The last Tuesday of September brings a sizable haul of interesting-looking audiobooks, from new sequels, to some of 2011’s most missing, new Terry Pratchett, and the return of Neil Gaiman Presents.
The Mongoliad: The Foreworld Saga, Book 2 By Neal Stephenson, Greg Bear, Mark Teppo, Nicole Galland, Erik Bear, Joseph Brassey, and Cooper Moo comes with quite a busy byline from Brilliance Audio, but once again it’s one narrator, Luke Daniels, who handles the dozens of accents and handful of storylines as the story picks up where it ended in Book One, the aftermath of the Mongolian invasion of Europe, 1241. Can’t get enough Foreworld? There’s also a 1.5 hour short, Dreamer: A Prequel to the Mongoliad, By Mark Teppo with, of course, Daniels at the helm.

2011 saw two strong entries in a very specific subgenre. TC McCarthy’s Germline ended up one of my favorites of the year last year, and now Embedded by Dan Abnett, narrated by Eric G. Dove for Angry Robot on Brilliance Audio, gives listeners another look at an embedded journalist in a military sf storyline. Where Germline focused on a near-future resource war in South Asia, Abnett takes a look at both a more distant future and setting, as well as a double meaning for ‘embedded’, as his journalist has himself ‘chipped inside the head of a combat veteran’ in a battlezone on a remote colony planet.
Small Beer Press published Delia Sherman’s The Freedom Maze late in 2011, and this book for young adults went on to win Norton, Prometheus, and Mythopoetic Awards, as well as be named one of Kirkus Review’s best of 2011, and be selected onto the Tiptree Honor Award List. Now it’s in audio, narrated by for Listening Library. “Set against the burgeoning Civil Rights movement of the 1960s, and then just before the outbreak of the Civil War, The Freedom Maze explores both political and personal liberation, and how the two intertwine. In 1960, thirteen-year-old Sophie isn’t happy about spending summer at her grandmother’s old house in the Bayou. But the house has a maze Sophie can’t resist exploring once she finds it has a secretive and playful inhabitant. When Sophie, bored and lonely, makes an impulsive wish inspired by her reading, hoping for a fantasy adventure of her own, she slips one hundred years into the past, to the year 1860. On her arrival she makes her way, bedraggled and tanned, to what will one day be her grandmother’s house, where she is at once mistaken for a slave.”

Another teen audiobook release this week is Dodger By Terry Pratchett. Read by frequent Pratchett narrator Stephen Briggs for Harper Audio, the book sees Pratchett turn his attention and wit to a street urchin in Dickensian London: “A storm. Rain-lashed city streets. A flash of lightning. A scruffy lad sees a girl leap desperately from a horse-drawn carriage in a vain attempt to escape her captors. Can the lad stand by and let her be caught again? Of course not, because he’s…Dodger. Seventeen-year-old Dodger may be a street urchin, but he gleans a living from London’s sewers, and he knows a jewel when he sees one. He’s not about to let anything happen to the unknown girl - not even if her fate impacts some of the most powerful people in England.
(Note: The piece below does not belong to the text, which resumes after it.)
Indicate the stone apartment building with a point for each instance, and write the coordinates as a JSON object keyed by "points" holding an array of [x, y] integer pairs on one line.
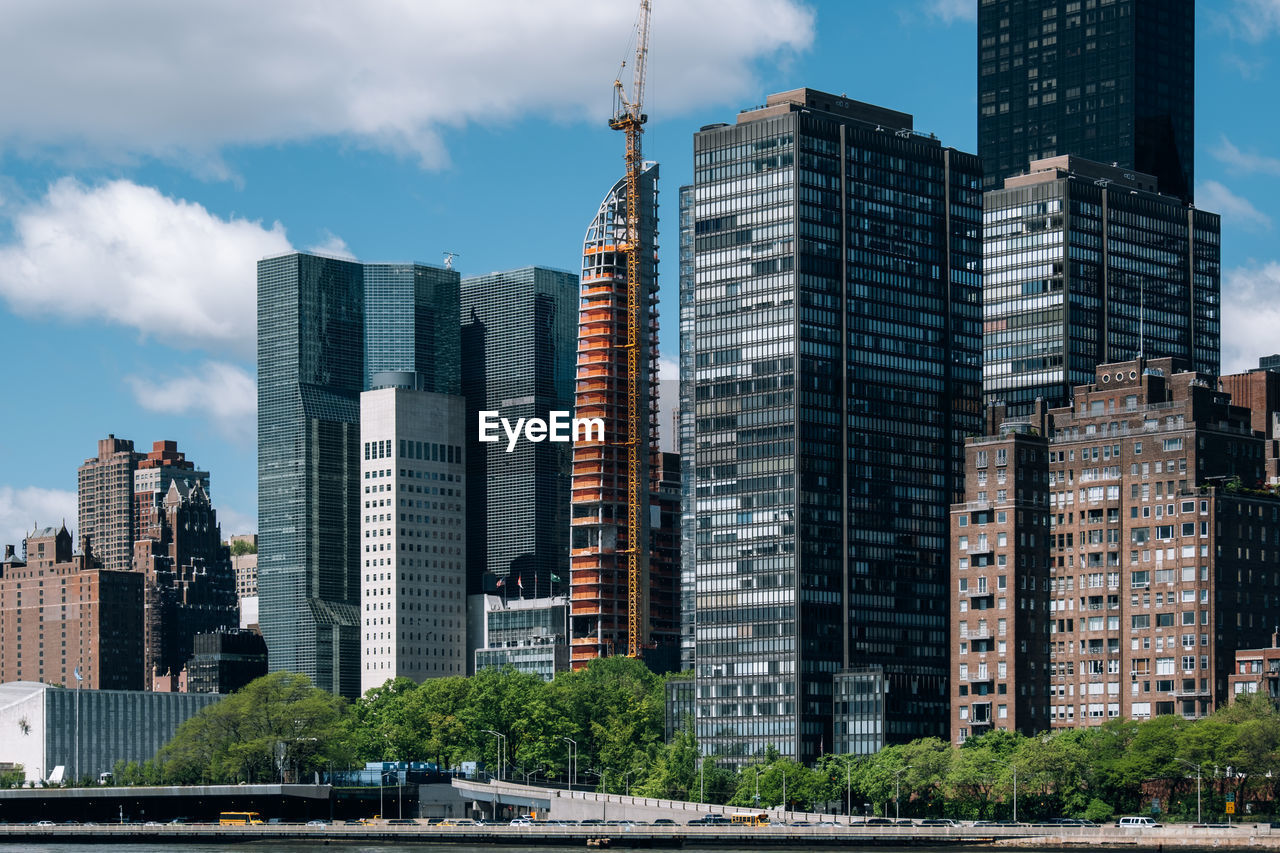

From Dodger’s encounter with the mad barber Sweeney Todd to his meetings with the great writer Charles Dickens and the calculating politician Benjamin Disraeli, history and fantasy intertwine in a breathtaking account of adventure and mystery. Beloved and best-selling author Sir Terry Pratchett combines high comedy with deep wisdom in this tale of an unexpected coming-of-age and one remarkable boy’s rise in a complex and fascinating world.”
One of my “regrets” in 2011 was not making time for Colin Meloy’s , a middle grade novel billed as an “American Narnia”. Now Meloy is back with a sequel, Under Wildwood, under his own narration for Harper Audio. At 13 hrs and 20 mins, it’s the longest audiobook mentioned so far in this post, though it’s aimed at the youngest listeners of the bunch. Who says kids these days don’t have attention spans?

Neil Gaiman Presents returns this week with three novels by 1920s literary satiric fantasist Jurgen, The High Place, and Figures of Earth: A Comedy of Appearances. “A few words from Neil on Jurgen: Jurgen may be the most famous of James Branch Cabell’s books: It was certainly the one that put him on the map, when, in January 1920, the New York Society for the Prevention of Vice took his publisher to court for violating New York’s anti-obscenity law. Suddenly, Cabell went from an admired but semi-obscure author of literary satiric fantasy, to the guy everyone was reading because he was censored.”